Of course, it's not all good news. Japan's pollution has risen anew thanks to the shutdown of nuclear reactors in the wake of the Fukushima meltdowns. Canada has repudiated its commitments under the Kyoto Protocol and seems content to let pollution rise as much and as fast as possible, perhaps because a warmer Arctic might let it find yet more tar sands and other natural resources (not unlike seemingly pro-global warming Russia). And Australia has seen its pollution swell with the repeal of its carbon tax.

Decades of delay mean hopes of restraining global warming to less than 2 degrees Celsius or limiting CO2 concentrations in the atmosphere to less than 450 parts-per-million may seem a little unrealistic. In fact, if the world can only add roughly 1 trillion metric tons of carbon to the atmosphere as has been suggested by scientists, then half has already been burned and the rest could go up in smoke in the next few decades. The world still gets 80 percent of all its energy from burning fossil fuels. No wonder geoengineering—the deliberate manipulation of the planet's climate by sucking CO2 back out of the air or blocking sunlight—has begun to be suggested as a backup plan.

Yet, there is still hope. The world's biggest polluter—China—will attempt to reach a peak in its voluminous output of greenhouse gases by 2030 under the terms of a new agreement with the U.S., and not a peak that is the size of the Himalayas on its borders. Under that same agreement, the U.S. will attempt to cut its CO2 pollution by as much as 28 percent by 2025. The European Union rounds out the world's biggest industrial polluters by committing to a 40 percent cut by 2030.

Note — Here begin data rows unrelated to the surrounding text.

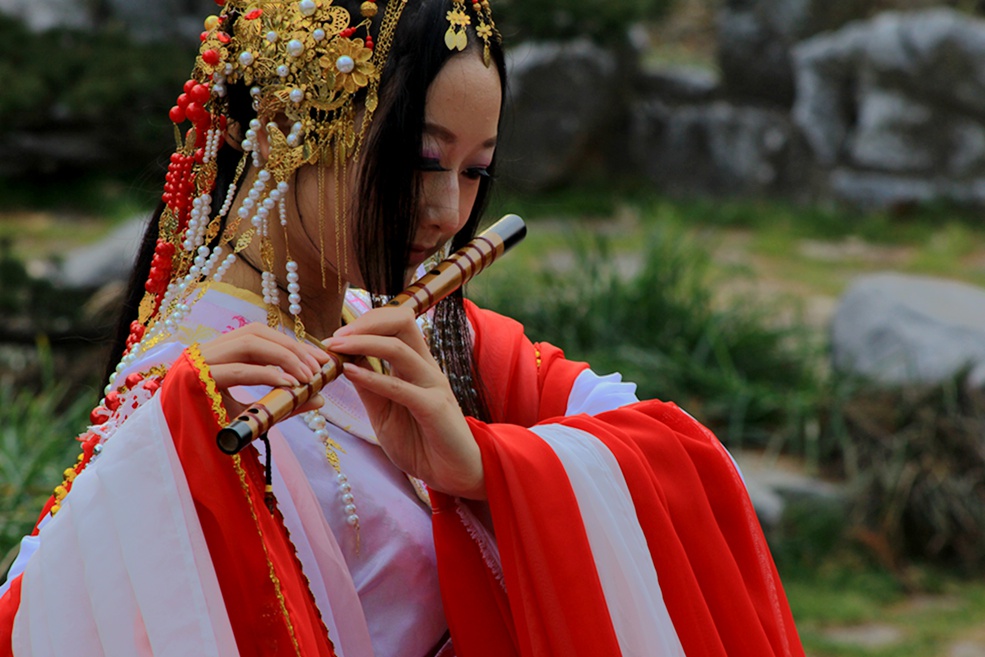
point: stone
(772, 484)
(107, 261)
(899, 329)
(562, 109)
(717, 148)
(755, 38)
(901, 100)
(679, 85)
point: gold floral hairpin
(456, 37)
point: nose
(442, 198)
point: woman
(413, 513)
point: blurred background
(768, 211)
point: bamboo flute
(449, 275)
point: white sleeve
(593, 394)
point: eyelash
(430, 164)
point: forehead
(465, 92)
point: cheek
(469, 193)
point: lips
(419, 254)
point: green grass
(37, 442)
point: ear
(234, 136)
(263, 145)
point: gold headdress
(305, 63)
(456, 37)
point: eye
(475, 173)
(429, 164)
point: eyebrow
(447, 136)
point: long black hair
(389, 186)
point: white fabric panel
(622, 559)
(593, 394)
(28, 545)
(319, 553)
(137, 548)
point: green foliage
(917, 460)
(605, 22)
(37, 430)
(32, 300)
(661, 326)
(67, 81)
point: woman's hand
(413, 410)
(256, 355)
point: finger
(404, 361)
(312, 354)
(259, 350)
(382, 387)
(312, 404)
(395, 321)
(227, 375)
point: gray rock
(755, 38)
(717, 148)
(679, 85)
(771, 486)
(901, 95)
(900, 329)
(145, 20)
(107, 261)
(561, 108)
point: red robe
(541, 586)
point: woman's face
(461, 118)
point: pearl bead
(345, 64)
(307, 7)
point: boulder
(145, 20)
(900, 99)
(901, 329)
(717, 148)
(563, 106)
(755, 38)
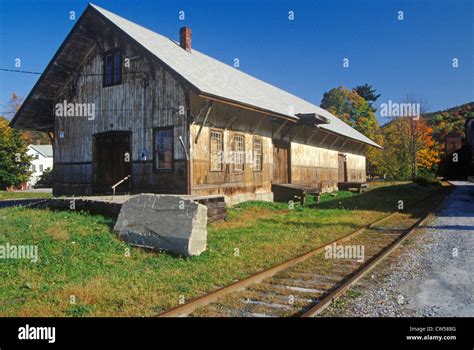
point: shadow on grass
(382, 199)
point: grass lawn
(4, 195)
(80, 258)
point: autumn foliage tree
(14, 162)
(408, 148)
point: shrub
(426, 178)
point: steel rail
(206, 299)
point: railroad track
(306, 285)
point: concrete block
(165, 222)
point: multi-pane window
(239, 153)
(216, 151)
(163, 149)
(112, 67)
(257, 155)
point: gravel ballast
(432, 274)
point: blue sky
(304, 56)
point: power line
(72, 73)
(19, 71)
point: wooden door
(281, 164)
(112, 161)
(342, 168)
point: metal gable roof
(215, 78)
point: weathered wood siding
(314, 166)
(356, 167)
(313, 155)
(238, 186)
(148, 97)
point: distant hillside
(450, 121)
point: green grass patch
(80, 258)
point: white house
(42, 160)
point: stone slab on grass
(164, 222)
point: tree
(46, 179)
(14, 162)
(351, 108)
(31, 137)
(408, 147)
(368, 93)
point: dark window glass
(164, 149)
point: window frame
(155, 159)
(257, 139)
(104, 67)
(235, 152)
(221, 132)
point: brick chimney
(185, 38)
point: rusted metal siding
(148, 97)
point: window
(163, 147)
(112, 67)
(216, 151)
(257, 155)
(239, 153)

Electricity generated by the wind and sun has boomed in recent years, as has the hydropower from dams. China is building more nuclear power plants instead of coal-fired ones—and has pledged to increase such low-carbon energy to 20 percent of its supply by 2030. A shift to less CO2-intensive natural gas is pushing aside dirtier oil and coal while increasing energy efficiency means more heating, cooling, motion and light without as much growth in burning fossil fuels. Slowly but surely CO2 capture and storage is beginning to be tried on power plants and other big pollution sources.

At every level—individuals, families, cities, states, provinces, even multinational corporations—efforts to cut CO2 are underway, ranging from planting street trees to a bid to replace palm oil from deforested bits of Indonesia. That deforestation has helped push Indonesia into the unfortunate position of being the world's third largest greenhouse gas polluter at times. At the same time, Brazil has slowed its clearing of the Amazon rainforest.

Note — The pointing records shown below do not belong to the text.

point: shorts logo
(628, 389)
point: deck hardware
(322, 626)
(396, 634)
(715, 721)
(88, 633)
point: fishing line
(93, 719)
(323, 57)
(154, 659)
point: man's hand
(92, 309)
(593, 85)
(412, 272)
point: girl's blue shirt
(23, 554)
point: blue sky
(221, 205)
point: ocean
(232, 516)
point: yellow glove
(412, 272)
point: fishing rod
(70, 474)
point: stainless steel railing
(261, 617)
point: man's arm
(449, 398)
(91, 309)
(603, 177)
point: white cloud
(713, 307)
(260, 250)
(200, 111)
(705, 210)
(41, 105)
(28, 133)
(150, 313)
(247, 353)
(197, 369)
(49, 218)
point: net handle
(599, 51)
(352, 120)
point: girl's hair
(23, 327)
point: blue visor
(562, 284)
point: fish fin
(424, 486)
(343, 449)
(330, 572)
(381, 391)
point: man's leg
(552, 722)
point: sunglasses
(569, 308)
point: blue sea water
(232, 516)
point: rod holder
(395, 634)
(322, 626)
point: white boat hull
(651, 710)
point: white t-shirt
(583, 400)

These are still small steps, and so far inadequate to the scale of the challenge ahead, which involves reaching zero pollution before the end of the 21st century.

But these are first steps and they are coming at a quickening pace, which suggest a possible future free of catastrophic climate change. More and faster should be the new slogan for action to address global warming. How much more and how much faster should be the only issue for negotiation. When assessing the news from Lima, keep in mind that the international process does not encompass all the progress made to combat climate change to date.